Efficient equilibrium sampling of molecular conformations remains a core challenge in computational chemistry and statistical inference. Classical approaches such as molecular dynamics or Markov chain Monte Carlo inherently lack amortization; the computational cost of sampling must be paid in-full for each system of interest. The widespread success of generative models has inspired interest into overcoming this limitation through learning sampling algorithms. Despite performing on par with conventional methods when trained on a single system, learned samplers have so far demonstrated limited ability to transfer across systems. We prove that deep learning enables the design of scalable and transferable samplers by introducing Prose, a 280 million parameter all-atom transferable normalizing flow trained on a corpus of peptide molecular dynamics trajectories up to 8 residues in length.
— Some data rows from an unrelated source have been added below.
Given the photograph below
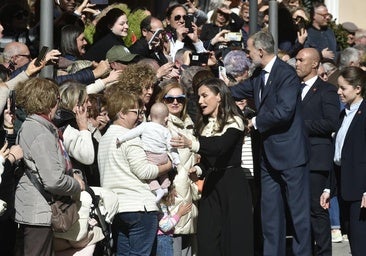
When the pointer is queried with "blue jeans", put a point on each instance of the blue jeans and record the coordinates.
(334, 213)
(164, 245)
(136, 232)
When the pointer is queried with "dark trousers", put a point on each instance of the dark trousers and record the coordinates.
(281, 188)
(320, 221)
(225, 224)
(34, 241)
(356, 217)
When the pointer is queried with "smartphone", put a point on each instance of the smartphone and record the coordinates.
(233, 36)
(99, 2)
(80, 99)
(12, 102)
(301, 24)
(99, 105)
(41, 56)
(188, 23)
(222, 72)
(199, 59)
(155, 36)
(2, 137)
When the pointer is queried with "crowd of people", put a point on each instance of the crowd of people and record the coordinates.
(210, 142)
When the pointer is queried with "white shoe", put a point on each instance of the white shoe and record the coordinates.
(345, 238)
(336, 236)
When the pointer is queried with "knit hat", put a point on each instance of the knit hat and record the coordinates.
(120, 53)
(350, 27)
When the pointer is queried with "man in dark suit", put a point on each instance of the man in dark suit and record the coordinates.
(320, 104)
(284, 147)
(148, 27)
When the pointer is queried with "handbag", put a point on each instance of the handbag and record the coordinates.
(64, 214)
(64, 209)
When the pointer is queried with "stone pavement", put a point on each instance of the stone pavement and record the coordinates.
(341, 249)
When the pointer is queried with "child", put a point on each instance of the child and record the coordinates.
(156, 138)
(167, 222)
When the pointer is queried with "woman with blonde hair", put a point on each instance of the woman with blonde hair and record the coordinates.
(46, 159)
(173, 96)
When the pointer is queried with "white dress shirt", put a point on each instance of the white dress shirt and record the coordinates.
(342, 132)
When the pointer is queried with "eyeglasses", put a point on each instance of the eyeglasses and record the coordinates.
(326, 15)
(178, 17)
(170, 99)
(23, 55)
(138, 112)
(324, 74)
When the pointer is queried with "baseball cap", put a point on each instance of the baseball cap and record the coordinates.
(120, 53)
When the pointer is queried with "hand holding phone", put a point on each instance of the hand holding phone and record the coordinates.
(199, 59)
(41, 56)
(188, 23)
(12, 102)
(155, 37)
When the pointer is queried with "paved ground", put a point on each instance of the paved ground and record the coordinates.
(341, 249)
(338, 249)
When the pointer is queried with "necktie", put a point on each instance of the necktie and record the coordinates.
(303, 92)
(263, 82)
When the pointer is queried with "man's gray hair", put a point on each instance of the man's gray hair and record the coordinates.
(349, 55)
(264, 40)
(236, 63)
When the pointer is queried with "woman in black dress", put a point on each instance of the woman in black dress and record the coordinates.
(225, 216)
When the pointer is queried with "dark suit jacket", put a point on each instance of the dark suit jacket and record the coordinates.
(353, 160)
(321, 114)
(141, 48)
(99, 49)
(279, 118)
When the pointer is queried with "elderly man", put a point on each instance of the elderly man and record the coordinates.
(16, 55)
(148, 27)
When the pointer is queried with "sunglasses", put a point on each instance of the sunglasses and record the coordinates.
(138, 112)
(178, 17)
(170, 99)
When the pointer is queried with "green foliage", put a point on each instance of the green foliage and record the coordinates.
(134, 20)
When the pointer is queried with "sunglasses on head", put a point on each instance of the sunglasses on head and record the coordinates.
(170, 99)
(178, 17)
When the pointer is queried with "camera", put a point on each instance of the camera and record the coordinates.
(233, 36)
(188, 23)
(199, 59)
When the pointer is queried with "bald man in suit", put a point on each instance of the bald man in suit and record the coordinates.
(320, 104)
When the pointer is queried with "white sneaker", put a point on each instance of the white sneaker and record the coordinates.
(336, 236)
(345, 238)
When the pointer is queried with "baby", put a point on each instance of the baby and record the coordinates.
(156, 138)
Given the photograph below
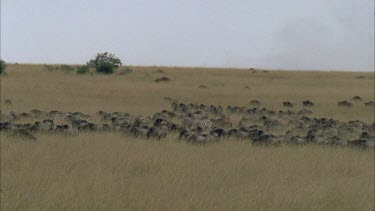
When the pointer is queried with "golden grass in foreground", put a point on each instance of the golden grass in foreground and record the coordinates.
(111, 172)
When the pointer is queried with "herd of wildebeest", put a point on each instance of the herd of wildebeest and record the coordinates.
(198, 123)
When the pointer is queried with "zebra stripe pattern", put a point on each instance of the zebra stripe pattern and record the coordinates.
(134, 120)
(85, 117)
(205, 123)
(61, 116)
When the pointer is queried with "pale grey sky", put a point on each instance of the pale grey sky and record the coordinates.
(289, 34)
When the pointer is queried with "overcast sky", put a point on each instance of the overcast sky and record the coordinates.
(289, 34)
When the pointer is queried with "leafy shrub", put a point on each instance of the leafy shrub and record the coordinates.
(49, 67)
(82, 70)
(2, 67)
(126, 70)
(105, 68)
(105, 63)
(66, 68)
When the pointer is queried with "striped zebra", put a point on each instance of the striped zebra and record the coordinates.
(61, 116)
(86, 117)
(135, 120)
(204, 123)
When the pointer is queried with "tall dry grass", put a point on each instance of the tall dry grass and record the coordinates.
(111, 172)
(114, 172)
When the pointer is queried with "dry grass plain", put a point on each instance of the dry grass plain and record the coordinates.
(113, 172)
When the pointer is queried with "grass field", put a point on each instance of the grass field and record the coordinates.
(97, 171)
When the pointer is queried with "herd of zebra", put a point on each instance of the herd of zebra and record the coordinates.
(199, 123)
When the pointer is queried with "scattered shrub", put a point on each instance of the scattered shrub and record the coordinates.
(49, 67)
(105, 68)
(126, 70)
(2, 67)
(66, 68)
(105, 63)
(82, 70)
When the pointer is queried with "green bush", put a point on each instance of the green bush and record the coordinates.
(126, 70)
(105, 63)
(82, 70)
(49, 67)
(2, 67)
(105, 68)
(66, 68)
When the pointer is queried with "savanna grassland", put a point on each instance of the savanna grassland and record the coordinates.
(109, 171)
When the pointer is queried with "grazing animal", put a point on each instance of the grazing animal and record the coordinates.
(162, 79)
(370, 103)
(287, 104)
(8, 102)
(22, 134)
(307, 103)
(357, 98)
(345, 104)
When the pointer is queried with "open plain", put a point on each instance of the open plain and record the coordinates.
(247, 165)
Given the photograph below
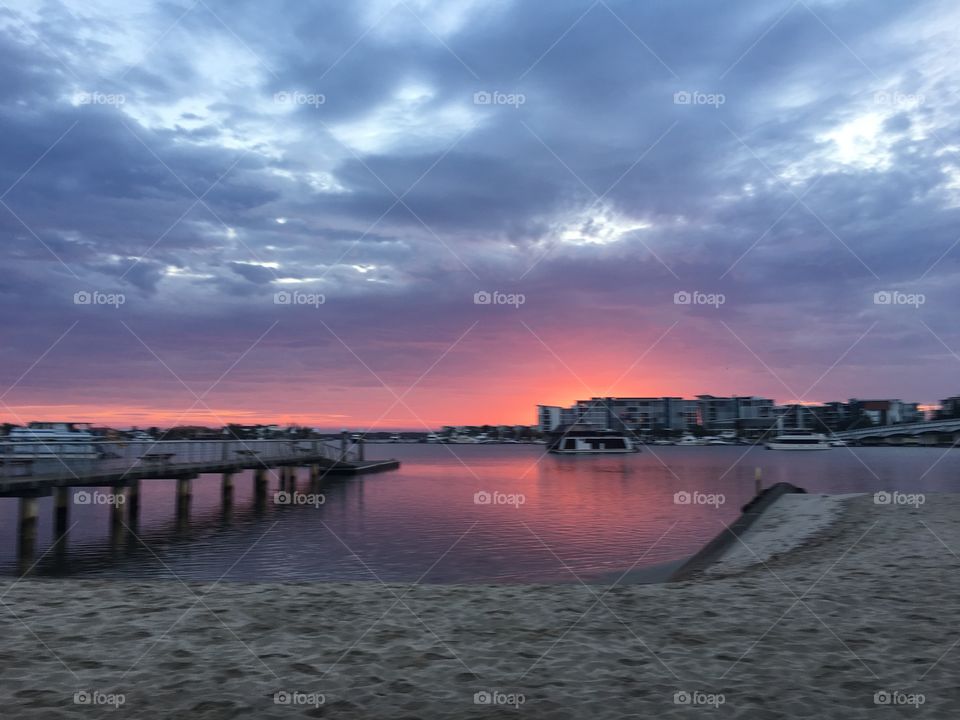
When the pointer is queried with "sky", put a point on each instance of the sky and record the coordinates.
(404, 214)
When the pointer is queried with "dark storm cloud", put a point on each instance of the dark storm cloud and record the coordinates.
(200, 192)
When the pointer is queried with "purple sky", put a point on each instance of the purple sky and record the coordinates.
(220, 168)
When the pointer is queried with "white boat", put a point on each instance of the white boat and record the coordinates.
(43, 439)
(592, 443)
(799, 441)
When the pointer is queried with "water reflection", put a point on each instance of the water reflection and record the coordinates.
(584, 516)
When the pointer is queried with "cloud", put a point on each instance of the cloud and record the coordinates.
(155, 153)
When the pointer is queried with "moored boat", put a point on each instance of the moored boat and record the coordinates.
(799, 441)
(586, 442)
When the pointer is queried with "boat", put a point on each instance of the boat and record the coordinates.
(49, 439)
(799, 441)
(585, 442)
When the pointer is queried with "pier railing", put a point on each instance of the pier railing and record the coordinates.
(33, 458)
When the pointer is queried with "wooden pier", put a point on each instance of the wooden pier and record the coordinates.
(30, 471)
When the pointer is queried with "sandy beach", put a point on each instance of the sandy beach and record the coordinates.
(856, 614)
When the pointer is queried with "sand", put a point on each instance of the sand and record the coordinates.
(863, 611)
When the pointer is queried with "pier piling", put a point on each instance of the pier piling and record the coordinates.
(260, 487)
(27, 528)
(226, 489)
(116, 518)
(183, 499)
(133, 503)
(61, 511)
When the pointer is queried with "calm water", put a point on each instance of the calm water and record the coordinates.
(593, 516)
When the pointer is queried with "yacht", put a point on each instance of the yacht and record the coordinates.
(799, 441)
(584, 442)
(44, 439)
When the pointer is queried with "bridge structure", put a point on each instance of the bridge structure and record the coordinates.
(937, 432)
(30, 470)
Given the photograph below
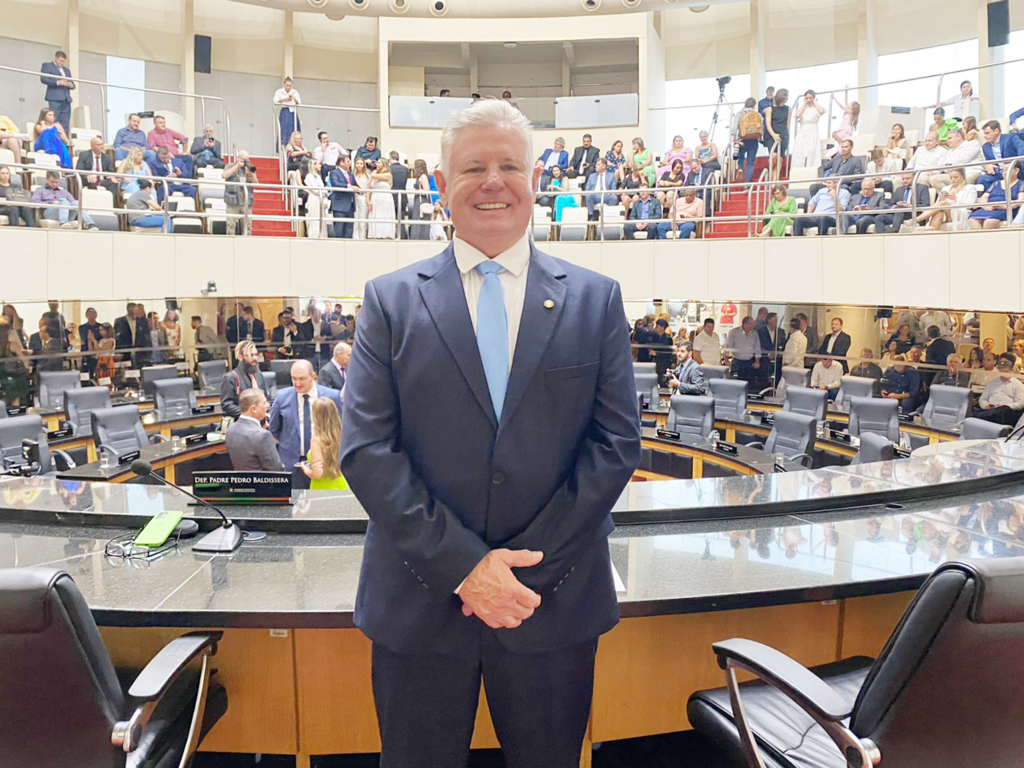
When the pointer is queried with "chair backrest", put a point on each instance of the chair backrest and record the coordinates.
(873, 448)
(55, 670)
(118, 429)
(691, 416)
(730, 397)
(806, 400)
(792, 434)
(875, 415)
(52, 385)
(979, 429)
(647, 386)
(80, 402)
(175, 397)
(966, 610)
(946, 406)
(854, 386)
(152, 374)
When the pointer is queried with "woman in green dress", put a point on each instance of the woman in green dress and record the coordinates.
(779, 205)
(323, 466)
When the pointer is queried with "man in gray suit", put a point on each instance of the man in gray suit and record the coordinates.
(250, 446)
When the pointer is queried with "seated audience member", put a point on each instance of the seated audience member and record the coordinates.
(954, 375)
(686, 212)
(554, 156)
(1003, 398)
(993, 202)
(687, 377)
(826, 375)
(642, 213)
(901, 207)
(902, 382)
(865, 207)
(778, 215)
(867, 369)
(250, 445)
(825, 205)
(206, 150)
(584, 159)
(129, 137)
(62, 205)
(144, 211)
(161, 135)
(929, 159)
(602, 182)
(842, 164)
(95, 160)
(245, 376)
(12, 210)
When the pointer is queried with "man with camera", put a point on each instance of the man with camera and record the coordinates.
(240, 199)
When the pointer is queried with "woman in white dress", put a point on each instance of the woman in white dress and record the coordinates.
(381, 205)
(807, 146)
(361, 199)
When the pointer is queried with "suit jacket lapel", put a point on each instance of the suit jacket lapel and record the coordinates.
(445, 300)
(544, 283)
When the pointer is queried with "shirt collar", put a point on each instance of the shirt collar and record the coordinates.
(514, 259)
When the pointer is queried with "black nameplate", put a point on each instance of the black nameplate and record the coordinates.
(273, 487)
(128, 458)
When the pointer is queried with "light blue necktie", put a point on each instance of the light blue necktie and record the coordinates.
(493, 334)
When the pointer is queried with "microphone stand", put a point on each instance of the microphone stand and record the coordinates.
(225, 539)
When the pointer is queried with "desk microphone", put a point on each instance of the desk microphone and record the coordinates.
(225, 539)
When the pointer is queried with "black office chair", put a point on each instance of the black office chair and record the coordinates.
(30, 427)
(120, 430)
(52, 385)
(210, 373)
(175, 398)
(79, 403)
(62, 704)
(945, 690)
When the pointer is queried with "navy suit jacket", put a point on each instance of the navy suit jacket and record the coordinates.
(285, 421)
(443, 481)
(55, 92)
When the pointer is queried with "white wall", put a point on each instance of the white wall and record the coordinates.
(862, 270)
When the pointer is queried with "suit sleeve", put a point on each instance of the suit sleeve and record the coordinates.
(605, 460)
(427, 534)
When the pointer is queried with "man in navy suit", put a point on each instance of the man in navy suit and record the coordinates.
(342, 199)
(56, 78)
(290, 418)
(481, 437)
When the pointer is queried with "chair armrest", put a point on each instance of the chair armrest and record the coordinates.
(792, 678)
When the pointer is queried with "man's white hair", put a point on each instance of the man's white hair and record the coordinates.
(488, 113)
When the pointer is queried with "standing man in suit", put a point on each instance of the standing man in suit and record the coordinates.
(250, 445)
(486, 550)
(335, 371)
(291, 421)
(56, 78)
(342, 199)
(837, 343)
(584, 159)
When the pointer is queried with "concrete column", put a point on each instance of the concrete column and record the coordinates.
(189, 108)
(867, 53)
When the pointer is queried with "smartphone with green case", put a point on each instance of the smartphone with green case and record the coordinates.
(159, 528)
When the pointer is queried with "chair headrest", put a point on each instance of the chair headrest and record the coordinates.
(25, 599)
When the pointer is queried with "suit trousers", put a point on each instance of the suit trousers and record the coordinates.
(540, 704)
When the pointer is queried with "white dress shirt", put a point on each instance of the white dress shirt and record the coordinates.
(515, 263)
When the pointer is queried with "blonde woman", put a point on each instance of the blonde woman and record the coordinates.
(323, 465)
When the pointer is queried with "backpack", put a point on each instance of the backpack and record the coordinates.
(751, 125)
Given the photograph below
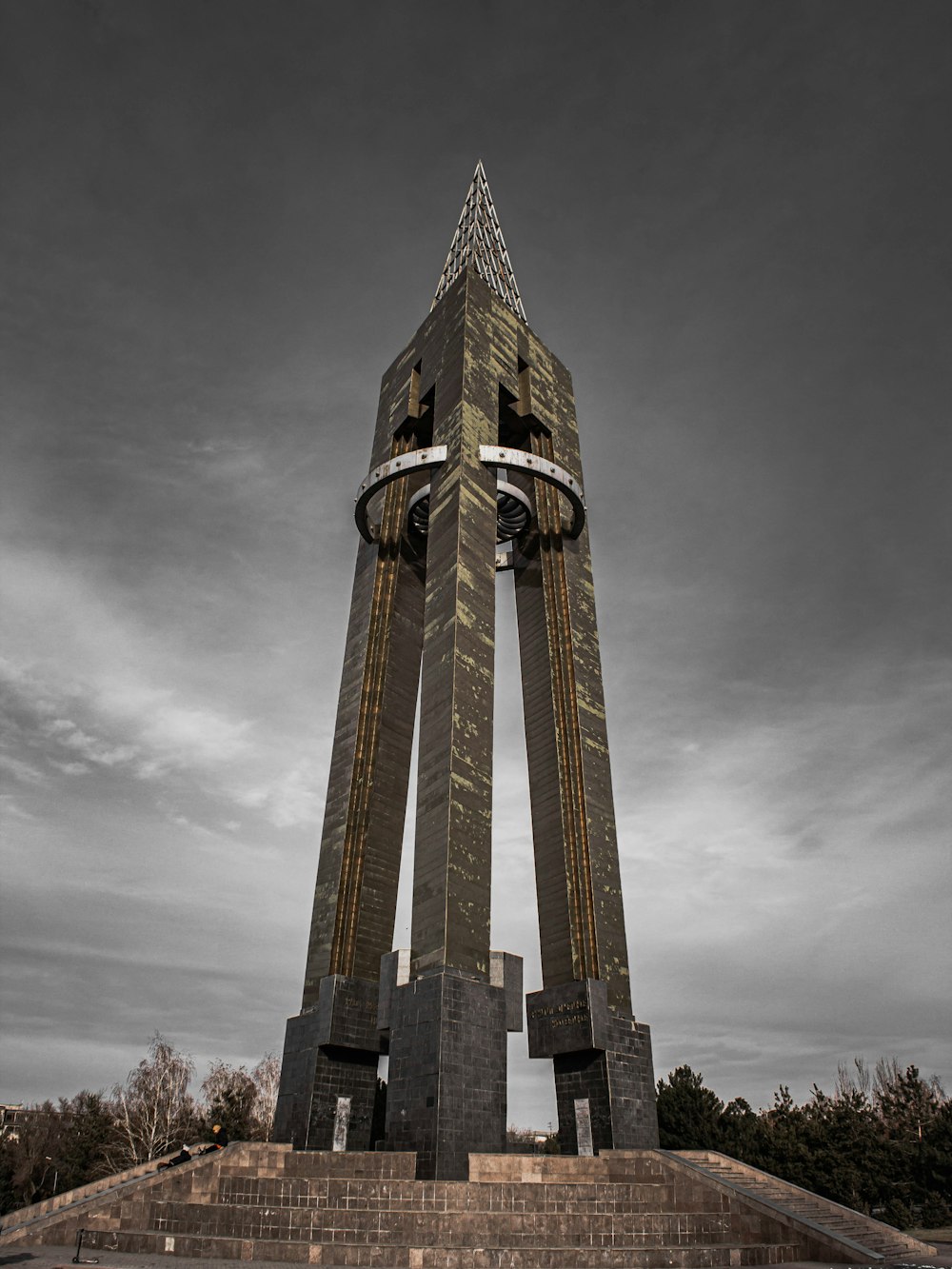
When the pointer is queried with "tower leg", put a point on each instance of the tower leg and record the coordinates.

Prose draws zero-shot uncorrelated proposal samples for arbitrary peptide systems, achieving the previously intractable transferability across sequence length, whilst retaining the efficient likelihood evaluation of normalizing flows. Through extensive empirical evaluation we demonstrate the efficacy of Prose as a proposal for a variety of sampling algorithms, finding a simple importance sampling-based finetuning procedure to achieve superior performance to established methods such as sequential Monte Carlo on unseen tetrapeptides. We open-source the Prose codebase, model weights, and training dataset, to further stimulate research into amortized sampling methods and finetuning objectives.